Тихо стало. Только угли.
— Он в интендантском управлении служил. По полигонной части: поставки, довольствие, реагенты для учебных прорывов…
— Реагенты? — переспросил Митька. — Это чего такое?
— Это чем швы кормят на учениях, — буркнул Гриша. — Не встревай.
— Осенью позапрошлого года, — Софья говорила ровно, как диктуют, — отец нашёл расхождение. Реагентов на сектора уходило больше, чем сектора могли принять. Втрое.
— Втрое?!
— Втрое, Григорий. Он подал записку, как положено. А через месяц недостачу нашли — у него самого. И всё сошлось: подписи его, накладные его… — она помолчала. — Только он их не подписывал. На свидании он мне сказал: «Соня, я эти накладные впервые вижу.
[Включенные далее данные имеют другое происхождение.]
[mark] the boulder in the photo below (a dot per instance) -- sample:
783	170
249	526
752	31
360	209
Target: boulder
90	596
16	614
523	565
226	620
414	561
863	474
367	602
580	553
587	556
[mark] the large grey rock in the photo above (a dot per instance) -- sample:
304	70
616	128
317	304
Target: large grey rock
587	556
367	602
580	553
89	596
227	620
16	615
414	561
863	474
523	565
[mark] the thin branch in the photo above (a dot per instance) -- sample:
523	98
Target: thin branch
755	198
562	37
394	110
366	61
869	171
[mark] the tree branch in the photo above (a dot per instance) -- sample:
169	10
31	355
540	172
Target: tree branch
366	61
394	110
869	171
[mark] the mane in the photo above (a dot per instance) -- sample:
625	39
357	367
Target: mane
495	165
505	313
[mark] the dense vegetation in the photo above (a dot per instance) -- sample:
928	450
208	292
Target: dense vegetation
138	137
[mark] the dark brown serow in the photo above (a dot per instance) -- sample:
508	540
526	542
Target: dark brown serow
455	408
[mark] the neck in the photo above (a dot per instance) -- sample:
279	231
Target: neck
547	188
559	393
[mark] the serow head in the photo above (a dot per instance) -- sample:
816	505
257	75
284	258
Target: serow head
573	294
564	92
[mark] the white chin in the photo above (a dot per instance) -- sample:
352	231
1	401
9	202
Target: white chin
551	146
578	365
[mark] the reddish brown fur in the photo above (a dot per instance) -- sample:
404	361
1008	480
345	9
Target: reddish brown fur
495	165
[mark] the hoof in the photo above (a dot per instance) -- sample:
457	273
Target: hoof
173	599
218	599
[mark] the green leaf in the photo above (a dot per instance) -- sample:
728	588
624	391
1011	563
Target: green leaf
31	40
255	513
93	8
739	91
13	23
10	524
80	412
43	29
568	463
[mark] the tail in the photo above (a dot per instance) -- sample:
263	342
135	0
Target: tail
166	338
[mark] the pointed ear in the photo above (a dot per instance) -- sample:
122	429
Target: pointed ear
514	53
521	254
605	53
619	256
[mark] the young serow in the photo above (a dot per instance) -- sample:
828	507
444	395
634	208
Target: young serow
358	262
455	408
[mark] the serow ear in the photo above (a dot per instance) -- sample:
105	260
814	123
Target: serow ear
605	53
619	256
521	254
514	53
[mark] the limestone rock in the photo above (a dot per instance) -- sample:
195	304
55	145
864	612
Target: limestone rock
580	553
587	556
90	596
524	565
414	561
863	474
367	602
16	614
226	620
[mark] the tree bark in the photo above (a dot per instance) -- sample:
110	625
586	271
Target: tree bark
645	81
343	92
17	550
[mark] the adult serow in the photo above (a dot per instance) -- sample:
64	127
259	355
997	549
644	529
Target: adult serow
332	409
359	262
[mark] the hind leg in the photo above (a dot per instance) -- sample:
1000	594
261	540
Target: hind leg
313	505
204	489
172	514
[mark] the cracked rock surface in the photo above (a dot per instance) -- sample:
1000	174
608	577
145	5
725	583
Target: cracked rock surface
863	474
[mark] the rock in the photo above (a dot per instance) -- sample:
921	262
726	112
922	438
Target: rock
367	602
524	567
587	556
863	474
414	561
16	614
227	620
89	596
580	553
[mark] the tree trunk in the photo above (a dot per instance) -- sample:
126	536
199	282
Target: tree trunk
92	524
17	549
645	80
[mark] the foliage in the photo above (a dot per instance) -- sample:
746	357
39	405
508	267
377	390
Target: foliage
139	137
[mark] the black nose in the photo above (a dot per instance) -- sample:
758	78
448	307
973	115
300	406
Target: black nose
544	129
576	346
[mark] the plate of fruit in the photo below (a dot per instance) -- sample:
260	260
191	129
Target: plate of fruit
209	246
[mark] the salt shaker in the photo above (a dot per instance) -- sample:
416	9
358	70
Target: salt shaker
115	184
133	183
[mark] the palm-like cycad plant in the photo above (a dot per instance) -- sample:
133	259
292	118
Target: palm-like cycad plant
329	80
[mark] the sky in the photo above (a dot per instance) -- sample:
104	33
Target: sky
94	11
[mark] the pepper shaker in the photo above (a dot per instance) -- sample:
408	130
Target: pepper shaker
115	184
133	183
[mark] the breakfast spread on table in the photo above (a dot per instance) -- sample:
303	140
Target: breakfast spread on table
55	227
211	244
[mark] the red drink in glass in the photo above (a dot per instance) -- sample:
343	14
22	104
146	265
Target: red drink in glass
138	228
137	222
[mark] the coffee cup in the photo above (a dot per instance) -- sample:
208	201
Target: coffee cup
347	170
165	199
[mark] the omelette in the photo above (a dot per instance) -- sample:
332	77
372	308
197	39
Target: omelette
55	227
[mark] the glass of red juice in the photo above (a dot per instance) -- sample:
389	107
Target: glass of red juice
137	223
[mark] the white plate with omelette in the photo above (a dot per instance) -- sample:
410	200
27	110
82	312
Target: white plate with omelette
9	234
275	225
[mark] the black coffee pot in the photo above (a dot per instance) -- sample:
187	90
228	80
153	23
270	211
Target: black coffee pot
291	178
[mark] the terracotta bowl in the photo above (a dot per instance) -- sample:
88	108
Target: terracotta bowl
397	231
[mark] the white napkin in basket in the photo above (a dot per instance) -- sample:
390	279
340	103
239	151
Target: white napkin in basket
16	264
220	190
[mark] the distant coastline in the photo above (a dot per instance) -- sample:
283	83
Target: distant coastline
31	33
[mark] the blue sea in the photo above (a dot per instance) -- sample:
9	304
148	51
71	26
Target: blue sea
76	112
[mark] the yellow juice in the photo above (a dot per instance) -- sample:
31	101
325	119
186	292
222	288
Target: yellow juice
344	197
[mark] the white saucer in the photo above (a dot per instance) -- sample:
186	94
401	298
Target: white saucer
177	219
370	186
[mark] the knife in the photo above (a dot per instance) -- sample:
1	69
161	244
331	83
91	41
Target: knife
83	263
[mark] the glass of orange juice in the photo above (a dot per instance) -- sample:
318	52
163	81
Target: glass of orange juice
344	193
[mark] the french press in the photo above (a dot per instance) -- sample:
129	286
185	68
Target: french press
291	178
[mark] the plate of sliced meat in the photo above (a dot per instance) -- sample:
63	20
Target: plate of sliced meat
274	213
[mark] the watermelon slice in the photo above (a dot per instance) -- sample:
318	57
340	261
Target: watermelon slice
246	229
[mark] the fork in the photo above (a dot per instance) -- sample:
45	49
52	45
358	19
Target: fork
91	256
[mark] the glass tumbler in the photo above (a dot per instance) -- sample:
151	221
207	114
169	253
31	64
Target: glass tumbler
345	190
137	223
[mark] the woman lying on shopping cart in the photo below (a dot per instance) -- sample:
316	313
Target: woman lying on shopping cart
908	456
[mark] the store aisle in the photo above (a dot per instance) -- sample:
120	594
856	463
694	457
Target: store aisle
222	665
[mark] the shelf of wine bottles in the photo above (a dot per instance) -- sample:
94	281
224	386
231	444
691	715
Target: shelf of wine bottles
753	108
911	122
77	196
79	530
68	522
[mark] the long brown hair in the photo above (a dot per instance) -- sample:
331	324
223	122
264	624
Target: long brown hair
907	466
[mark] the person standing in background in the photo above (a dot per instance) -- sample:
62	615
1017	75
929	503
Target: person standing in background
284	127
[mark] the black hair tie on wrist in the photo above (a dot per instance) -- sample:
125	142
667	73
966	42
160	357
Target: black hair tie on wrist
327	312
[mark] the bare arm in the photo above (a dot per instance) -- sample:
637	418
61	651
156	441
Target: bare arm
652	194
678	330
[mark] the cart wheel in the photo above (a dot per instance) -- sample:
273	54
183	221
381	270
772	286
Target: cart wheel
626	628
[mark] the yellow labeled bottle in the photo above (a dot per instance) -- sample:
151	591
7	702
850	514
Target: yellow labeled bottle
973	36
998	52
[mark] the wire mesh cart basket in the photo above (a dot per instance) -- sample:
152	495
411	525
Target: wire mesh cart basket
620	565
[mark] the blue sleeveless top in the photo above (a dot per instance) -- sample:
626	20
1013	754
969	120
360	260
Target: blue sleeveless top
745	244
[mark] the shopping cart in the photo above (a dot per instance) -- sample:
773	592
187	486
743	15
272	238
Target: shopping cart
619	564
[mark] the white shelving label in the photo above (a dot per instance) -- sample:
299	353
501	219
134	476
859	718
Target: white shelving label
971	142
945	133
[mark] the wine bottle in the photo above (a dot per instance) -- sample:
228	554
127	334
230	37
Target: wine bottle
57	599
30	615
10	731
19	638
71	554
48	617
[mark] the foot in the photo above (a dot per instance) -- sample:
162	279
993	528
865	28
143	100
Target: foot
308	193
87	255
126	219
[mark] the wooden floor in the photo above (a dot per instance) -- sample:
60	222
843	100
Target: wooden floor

Но составлял их человек, который знает моё дело лучше меня». Понимаете? Не наспех подставили. С уважением.
— С уважением, — повторил я.
И внутри у меня уже ворочалось. Тяжело, со скрипом, как жёрнов, который двадцать лет не крутили.
— Софья. Реагенты-то — куда шли? По бумагам.
— На дальние сектора. Учебные, приграничные… — она подняла глаза. — А что?
А то.
Аннушка. Аннушка моя служила по полевой части, при полигонах, — и погибла «при прорыве». В бумагах так и стоит, я те бумаги наизусть выучил: при внезапном прорыве, несчастный случай, соболезнования казённые прилагаются. Двадцать раз я эту формулировку глотал. Двадцать раз глоталась.
А теперь — встала поперёк.
Реагентов уходит втрое. Швы на дальних секторах плодятся — Пахомыч вон до кочегарки досчитался. Счетовода убрали с уважением. А полевой инспектор погибла при прорыве — на участке, куда эти самые реагенты, очень может быть, и текли.
— Пап? — Варя тронула меня за рукав. — Ты чего замолчал?
— Думаю, — сказал я. — Вслух пока не буду, дочка. Плохо думаю, сглазить боюсь.
Личная её тетрадь — та, что из сундука, — про службу молчала. Там про сны было, про серое, про часового. А служебные журналы полевого инспектора — они личными не бывают. Они сдаются.